Fuel economy of automobiles is an important attribute of vehicle performance which is determined by the technologies employed in the vehicle design, by driver behavior and actions, and by conditions under which the vehicle is used (e.g., speed, road design, weather, and traffic). Manufacturers continuously strive to deliver better fuel economy. One technology being increasingly used is known as automatic Start-Stop technology, wherein an internal combustion engine automatically shuts down when the vehicle comes to a stop or coasts and then restarts as needed to continue driving. The reduction in the amount of time the engine spends idling (e.g., while waiting at a traffic light) results in improved fuel economy and reduced emissions. According to some estimates, start-stop technology can provide a 5% to 10% improvement in fuel economy or more.
In addition to vehicle propulsion, the combustion engine drives other vehicle systems such as an air conditioning compressor. Occupant comfort must be maintained during the time that the engine is stopped. Since the air conditioning compressor typically runs on a front-end-accessory-drive (FEAD) belt driven by the engine, the conventional compressor does not run when the engine is stopped. Thus, when the air conditioning system is actively being used and the engine stops during an idle condition, the cooling action is interrupted and the passenger cabin may become warmer.

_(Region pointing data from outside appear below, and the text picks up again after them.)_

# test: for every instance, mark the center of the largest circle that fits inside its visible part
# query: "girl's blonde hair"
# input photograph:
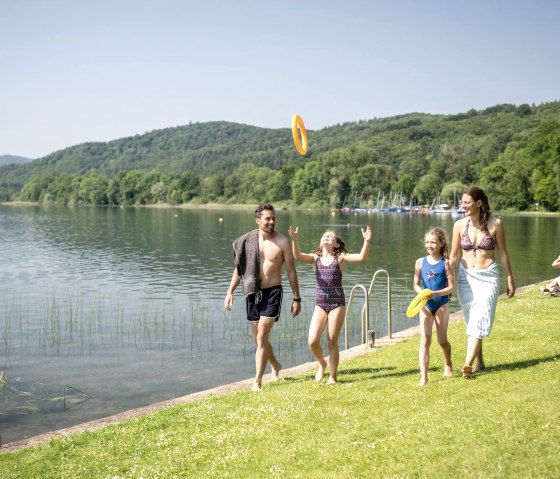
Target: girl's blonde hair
(341, 248)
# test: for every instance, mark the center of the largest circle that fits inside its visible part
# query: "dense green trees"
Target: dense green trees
(511, 151)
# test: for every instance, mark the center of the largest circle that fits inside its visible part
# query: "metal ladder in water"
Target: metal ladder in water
(365, 309)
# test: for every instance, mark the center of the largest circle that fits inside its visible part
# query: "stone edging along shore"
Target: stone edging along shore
(220, 390)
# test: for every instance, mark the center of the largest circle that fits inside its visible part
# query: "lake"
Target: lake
(108, 309)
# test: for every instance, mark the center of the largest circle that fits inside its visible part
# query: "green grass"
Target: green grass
(375, 423)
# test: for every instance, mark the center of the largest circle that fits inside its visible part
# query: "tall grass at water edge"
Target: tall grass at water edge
(503, 423)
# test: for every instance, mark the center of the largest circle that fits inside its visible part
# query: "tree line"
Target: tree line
(513, 152)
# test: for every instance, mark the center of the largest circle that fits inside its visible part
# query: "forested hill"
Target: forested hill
(415, 154)
(13, 160)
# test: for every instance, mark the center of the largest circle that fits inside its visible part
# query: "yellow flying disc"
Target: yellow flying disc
(418, 303)
(299, 128)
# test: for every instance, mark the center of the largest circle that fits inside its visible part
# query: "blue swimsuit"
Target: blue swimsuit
(434, 278)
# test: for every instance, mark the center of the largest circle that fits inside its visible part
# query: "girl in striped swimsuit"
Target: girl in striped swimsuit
(328, 260)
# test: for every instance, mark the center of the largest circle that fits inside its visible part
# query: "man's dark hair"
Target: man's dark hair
(261, 208)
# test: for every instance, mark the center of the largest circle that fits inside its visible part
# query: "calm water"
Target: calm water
(124, 307)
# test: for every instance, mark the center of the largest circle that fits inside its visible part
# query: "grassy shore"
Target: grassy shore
(503, 423)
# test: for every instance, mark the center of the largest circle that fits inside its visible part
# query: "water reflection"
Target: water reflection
(126, 304)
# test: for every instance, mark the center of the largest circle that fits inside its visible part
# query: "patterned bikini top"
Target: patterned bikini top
(486, 243)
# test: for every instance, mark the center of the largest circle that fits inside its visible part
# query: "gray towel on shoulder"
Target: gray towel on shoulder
(246, 257)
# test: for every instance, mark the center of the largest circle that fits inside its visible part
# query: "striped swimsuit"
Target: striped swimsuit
(330, 294)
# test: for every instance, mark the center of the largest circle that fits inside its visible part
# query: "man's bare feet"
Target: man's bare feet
(320, 372)
(276, 371)
(478, 367)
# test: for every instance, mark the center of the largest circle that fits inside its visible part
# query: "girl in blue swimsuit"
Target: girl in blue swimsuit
(328, 260)
(434, 272)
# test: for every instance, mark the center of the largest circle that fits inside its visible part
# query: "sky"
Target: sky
(74, 71)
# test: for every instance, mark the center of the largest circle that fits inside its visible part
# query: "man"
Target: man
(259, 256)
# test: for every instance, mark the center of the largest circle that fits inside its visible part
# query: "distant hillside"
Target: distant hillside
(13, 160)
(412, 153)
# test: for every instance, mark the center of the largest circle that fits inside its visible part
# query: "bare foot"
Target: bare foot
(320, 372)
(276, 371)
(478, 367)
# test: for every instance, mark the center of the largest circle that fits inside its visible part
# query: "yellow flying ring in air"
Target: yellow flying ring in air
(297, 124)
(418, 303)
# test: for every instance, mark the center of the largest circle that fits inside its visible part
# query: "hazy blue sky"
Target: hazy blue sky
(73, 71)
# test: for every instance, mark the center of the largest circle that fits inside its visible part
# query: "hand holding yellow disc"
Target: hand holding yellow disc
(418, 303)
(299, 128)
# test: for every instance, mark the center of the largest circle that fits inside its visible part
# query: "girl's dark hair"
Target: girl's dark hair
(478, 195)
(341, 248)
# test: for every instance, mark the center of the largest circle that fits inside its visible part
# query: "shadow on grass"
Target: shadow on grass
(367, 374)
(528, 363)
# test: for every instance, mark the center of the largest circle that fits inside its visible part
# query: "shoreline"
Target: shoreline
(244, 384)
(241, 206)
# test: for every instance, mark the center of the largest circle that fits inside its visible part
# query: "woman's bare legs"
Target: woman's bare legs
(474, 346)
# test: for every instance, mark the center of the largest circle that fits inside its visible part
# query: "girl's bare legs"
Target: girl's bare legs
(316, 328)
(479, 361)
(334, 325)
(261, 332)
(442, 323)
(426, 324)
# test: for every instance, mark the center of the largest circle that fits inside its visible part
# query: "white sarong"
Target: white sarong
(477, 290)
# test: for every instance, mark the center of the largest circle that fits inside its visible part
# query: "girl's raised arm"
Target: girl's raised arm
(298, 255)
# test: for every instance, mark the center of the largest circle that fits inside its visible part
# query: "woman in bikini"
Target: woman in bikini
(328, 261)
(476, 238)
(435, 273)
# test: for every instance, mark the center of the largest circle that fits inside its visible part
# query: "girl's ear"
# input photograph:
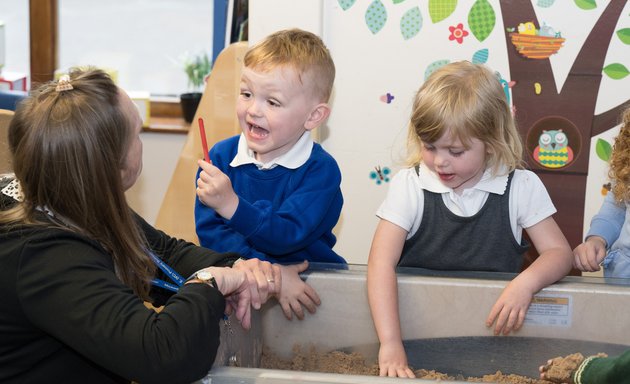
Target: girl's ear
(318, 115)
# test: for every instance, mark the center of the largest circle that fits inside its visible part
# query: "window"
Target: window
(144, 41)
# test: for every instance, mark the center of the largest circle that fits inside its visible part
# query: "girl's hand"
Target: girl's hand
(508, 313)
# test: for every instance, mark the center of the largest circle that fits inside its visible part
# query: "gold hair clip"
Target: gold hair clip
(64, 84)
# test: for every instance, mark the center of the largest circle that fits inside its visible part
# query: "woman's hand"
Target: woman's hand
(508, 313)
(265, 279)
(561, 369)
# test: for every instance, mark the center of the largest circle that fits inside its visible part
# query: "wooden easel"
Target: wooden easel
(218, 110)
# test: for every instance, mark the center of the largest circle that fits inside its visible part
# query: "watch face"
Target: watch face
(204, 275)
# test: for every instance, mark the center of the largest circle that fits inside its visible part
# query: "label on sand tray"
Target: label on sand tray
(554, 310)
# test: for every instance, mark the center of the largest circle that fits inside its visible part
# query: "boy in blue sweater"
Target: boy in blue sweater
(272, 193)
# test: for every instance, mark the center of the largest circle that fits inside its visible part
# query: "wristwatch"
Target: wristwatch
(205, 276)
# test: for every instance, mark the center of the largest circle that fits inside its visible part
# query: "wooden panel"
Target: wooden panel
(218, 110)
(43, 29)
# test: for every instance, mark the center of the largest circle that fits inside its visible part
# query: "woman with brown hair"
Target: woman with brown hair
(77, 264)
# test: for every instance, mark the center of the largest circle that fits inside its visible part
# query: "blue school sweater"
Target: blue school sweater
(283, 215)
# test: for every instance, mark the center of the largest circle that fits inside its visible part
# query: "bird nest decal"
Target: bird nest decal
(536, 43)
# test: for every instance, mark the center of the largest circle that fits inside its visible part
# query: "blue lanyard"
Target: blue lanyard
(170, 272)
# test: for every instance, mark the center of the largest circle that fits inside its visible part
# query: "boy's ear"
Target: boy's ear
(318, 115)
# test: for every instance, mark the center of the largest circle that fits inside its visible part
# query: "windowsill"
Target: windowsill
(166, 117)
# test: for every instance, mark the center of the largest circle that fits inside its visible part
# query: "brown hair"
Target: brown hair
(68, 150)
(619, 171)
(301, 50)
(468, 101)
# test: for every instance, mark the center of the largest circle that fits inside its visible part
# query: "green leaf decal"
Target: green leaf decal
(545, 3)
(586, 4)
(376, 16)
(616, 71)
(441, 9)
(603, 149)
(411, 23)
(481, 19)
(624, 35)
(346, 4)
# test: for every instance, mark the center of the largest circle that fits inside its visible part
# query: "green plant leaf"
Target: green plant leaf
(616, 71)
(441, 9)
(346, 4)
(433, 66)
(376, 16)
(586, 4)
(624, 35)
(481, 19)
(411, 23)
(603, 149)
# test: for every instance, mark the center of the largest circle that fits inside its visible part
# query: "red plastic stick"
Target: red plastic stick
(204, 143)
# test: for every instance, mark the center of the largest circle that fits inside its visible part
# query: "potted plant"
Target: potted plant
(197, 68)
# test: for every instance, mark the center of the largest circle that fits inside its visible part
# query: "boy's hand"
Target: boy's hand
(588, 255)
(214, 189)
(295, 293)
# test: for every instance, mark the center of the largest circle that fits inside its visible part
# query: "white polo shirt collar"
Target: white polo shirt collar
(295, 158)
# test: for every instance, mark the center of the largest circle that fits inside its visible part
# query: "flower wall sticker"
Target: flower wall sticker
(376, 16)
(380, 175)
(457, 33)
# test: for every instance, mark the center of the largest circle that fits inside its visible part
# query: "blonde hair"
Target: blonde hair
(468, 101)
(68, 148)
(619, 171)
(301, 50)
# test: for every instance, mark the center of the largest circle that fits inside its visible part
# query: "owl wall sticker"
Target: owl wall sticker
(553, 149)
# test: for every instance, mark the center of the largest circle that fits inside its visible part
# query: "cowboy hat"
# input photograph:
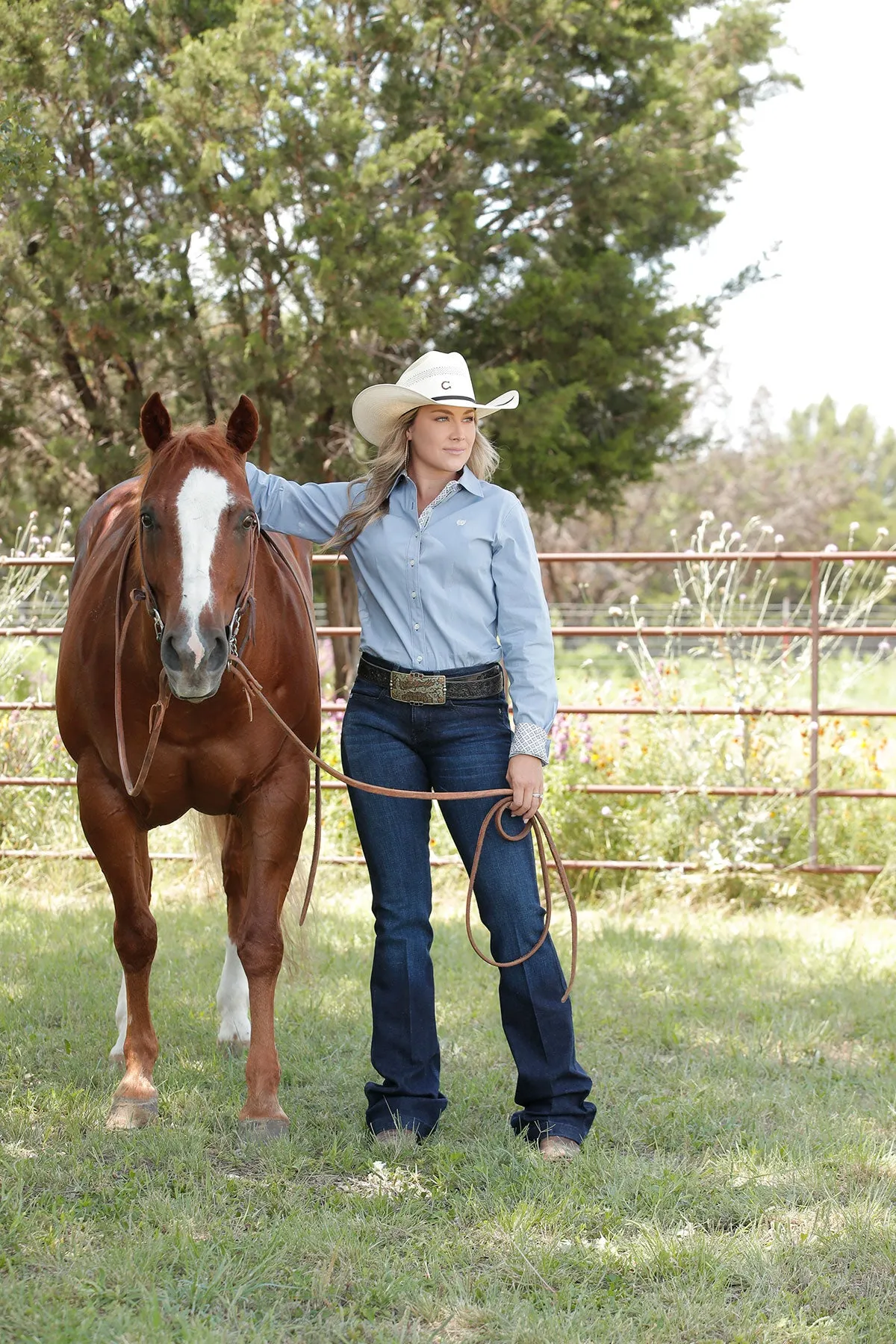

If the cabin temperature increases by a certain amount, the engine is usually restarted so that cooling resumes, but some of the fuel economy improvement may be lost. One example of a strategy for controlling the engine off time is provided in commonly assigned, co-pending application U.S. Ser. No. 13/561,328, filed Jul. 30, 2012, entitled “Engine Start-Stop Control Strategy for Optimization of Cabin Comfort and Fuel Economy,” which is incorporated herein by reference in its entirety.
In attempting to lengthen the time span until it becomes necessary to resume operation of the air conditioning system, the use of cold storage systems has been considered. In one type of cold storage system, an evaporator may incorporate a phase change material that gives off heat (e.g., freezes) during normal operation before a stop event and then absorbs heat by changing back to a liquid phase during the stop event. However, cold storage devices are expensive, are difficult to package due to their larger size, and require additional controls. Moreover, since they consume additional energy during engine operation, the fuel economy improvement is lessened.
Another approach for providing air conditioning while the combustion engine is off involves the use of an electric compressor running off stored electrical energy from a battery. In a typical gasoline-powered vehicle, however, the expense of such an auxiliary air conditioning system is usually prohibitive. Even in a hybrid vehicle (i.e., having both a combustion engine and an electric propulsion system), the additional use of the electric compressor would result in the loss of fuel economy. Thus, it would be desirable to maintain passenger comfort with longer engine off times without relying on cold storage or backup cooling systems.